The details may seem prosaic, but the researchers said the letter provides a fascinating insight into the lives of ordinary people, a snapshot of the first modern world while engaged in their business.

This trunk of undelivered letters from the 17th century was bequeathed to the Dutch Postal Museum in The Hague in 1926. A letter from this trunk was scanned by X-ray microtomography and practically unfolded to reveal its contents for the first time. in centuries. Credit: Courtesy of the Unlocking History Research Group archive
In addition to the unopened letters, it contains 2,571 open letters and fragments that for one reason or another never reached their destination.
At that time, there was no postage stamp and the recipients, not the senders, were responsible for the postage and shipping costs. If the addressee died or the letter was rejected, no charges could be charged and the letters were not delivered.
A new way to extract historical documents
X-ray scanners were originally designed to map the mineral content of teeth and have been used so far in dental research.
“We have been able to use our scanners for X-ray history,” study author David Mills, a researcher at Queen Mary University in London, said in a statement.

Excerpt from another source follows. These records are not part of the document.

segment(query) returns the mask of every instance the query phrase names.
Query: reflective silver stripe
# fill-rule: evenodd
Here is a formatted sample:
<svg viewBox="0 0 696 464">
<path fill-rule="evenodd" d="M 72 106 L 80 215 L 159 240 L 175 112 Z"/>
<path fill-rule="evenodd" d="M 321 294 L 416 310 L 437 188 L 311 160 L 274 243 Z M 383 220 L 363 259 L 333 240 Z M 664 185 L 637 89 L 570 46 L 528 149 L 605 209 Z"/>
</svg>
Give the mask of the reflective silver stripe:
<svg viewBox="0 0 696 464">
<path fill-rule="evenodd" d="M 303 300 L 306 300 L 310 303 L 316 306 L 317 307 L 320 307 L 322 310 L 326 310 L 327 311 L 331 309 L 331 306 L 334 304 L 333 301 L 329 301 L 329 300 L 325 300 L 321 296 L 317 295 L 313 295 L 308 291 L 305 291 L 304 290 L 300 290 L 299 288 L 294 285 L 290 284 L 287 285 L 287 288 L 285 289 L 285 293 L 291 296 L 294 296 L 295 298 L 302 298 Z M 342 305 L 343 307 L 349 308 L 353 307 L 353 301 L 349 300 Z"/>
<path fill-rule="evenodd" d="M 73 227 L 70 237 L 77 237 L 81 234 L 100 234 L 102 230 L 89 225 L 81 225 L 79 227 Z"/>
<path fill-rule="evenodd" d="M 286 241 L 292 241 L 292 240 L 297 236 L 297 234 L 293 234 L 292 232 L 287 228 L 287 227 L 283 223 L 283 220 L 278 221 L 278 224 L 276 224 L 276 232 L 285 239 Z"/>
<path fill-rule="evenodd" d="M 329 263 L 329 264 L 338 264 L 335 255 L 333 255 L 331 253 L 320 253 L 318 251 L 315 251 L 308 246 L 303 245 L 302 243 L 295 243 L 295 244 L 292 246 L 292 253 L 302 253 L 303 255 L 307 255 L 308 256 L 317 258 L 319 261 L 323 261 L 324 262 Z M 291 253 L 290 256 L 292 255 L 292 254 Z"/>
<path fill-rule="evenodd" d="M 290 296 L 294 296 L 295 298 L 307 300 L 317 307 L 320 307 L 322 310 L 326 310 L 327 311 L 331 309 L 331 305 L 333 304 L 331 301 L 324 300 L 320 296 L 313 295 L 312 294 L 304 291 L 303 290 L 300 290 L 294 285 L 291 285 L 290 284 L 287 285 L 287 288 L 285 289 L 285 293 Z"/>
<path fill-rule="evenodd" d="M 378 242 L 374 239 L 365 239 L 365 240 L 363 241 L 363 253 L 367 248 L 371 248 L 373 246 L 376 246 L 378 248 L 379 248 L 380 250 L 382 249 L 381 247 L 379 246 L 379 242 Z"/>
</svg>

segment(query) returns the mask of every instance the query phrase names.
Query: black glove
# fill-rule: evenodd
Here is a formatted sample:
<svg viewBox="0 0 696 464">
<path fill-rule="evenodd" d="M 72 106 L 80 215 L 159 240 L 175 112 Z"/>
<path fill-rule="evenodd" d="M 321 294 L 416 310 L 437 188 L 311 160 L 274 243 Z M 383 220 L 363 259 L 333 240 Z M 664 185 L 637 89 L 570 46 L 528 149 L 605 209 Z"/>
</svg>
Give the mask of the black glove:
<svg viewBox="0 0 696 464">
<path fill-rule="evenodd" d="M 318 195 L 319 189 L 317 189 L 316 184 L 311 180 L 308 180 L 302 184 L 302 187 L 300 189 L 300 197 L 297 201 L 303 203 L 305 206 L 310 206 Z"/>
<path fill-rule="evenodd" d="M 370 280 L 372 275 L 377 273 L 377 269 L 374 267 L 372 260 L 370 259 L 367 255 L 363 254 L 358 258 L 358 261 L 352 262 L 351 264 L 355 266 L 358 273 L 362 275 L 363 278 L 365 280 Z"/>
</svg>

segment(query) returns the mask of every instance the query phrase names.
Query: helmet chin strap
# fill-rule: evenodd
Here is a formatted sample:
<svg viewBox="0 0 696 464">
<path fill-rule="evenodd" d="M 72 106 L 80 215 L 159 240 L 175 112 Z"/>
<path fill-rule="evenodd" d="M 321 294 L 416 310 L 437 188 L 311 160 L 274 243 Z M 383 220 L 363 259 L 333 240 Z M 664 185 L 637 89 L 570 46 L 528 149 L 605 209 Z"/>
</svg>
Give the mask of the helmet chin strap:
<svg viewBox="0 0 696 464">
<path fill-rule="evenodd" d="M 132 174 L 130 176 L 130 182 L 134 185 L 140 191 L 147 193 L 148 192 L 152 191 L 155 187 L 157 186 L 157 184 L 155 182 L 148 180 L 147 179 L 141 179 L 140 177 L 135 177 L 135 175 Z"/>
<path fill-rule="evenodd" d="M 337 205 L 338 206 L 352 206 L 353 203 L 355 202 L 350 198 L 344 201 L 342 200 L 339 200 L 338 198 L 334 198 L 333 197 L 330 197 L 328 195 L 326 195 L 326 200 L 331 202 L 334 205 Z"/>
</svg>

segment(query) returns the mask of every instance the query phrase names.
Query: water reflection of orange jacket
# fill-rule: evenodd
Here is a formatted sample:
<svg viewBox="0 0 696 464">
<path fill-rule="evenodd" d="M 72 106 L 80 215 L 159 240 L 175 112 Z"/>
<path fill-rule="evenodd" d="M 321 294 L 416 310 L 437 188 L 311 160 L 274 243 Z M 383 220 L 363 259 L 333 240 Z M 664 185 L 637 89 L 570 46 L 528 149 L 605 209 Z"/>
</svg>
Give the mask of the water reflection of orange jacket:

“The scanning technology is similar to medical CT scanners, but with much more intense X-rays that allow us to see the small traces of metal in the ink used to write these letters. The rest of the team was able to do our scan. images and turn them into letters that could virtually open and read for the first time in over 300 years “.

The letter contains a message from Jacques Sennacques dated 31 July 1697 to his cousin Pierre Le Pers, a French merchant. A watermark in the center containing an image of a bird is also visible. Credit: Courtesy of the Unlocking History Research Group archive
The new technique has the potential to unlock new historical evidence from Brienne’s trunk and other collections of unopened letters and documents, according to the study.
“Using the virtual deployment to read an intimate story that has never seen the light of day – and that has not even reached its recipient – is truly extraordinary,” the researchers said in the statement.
The research was published Tuesday in the journal Nature Communications.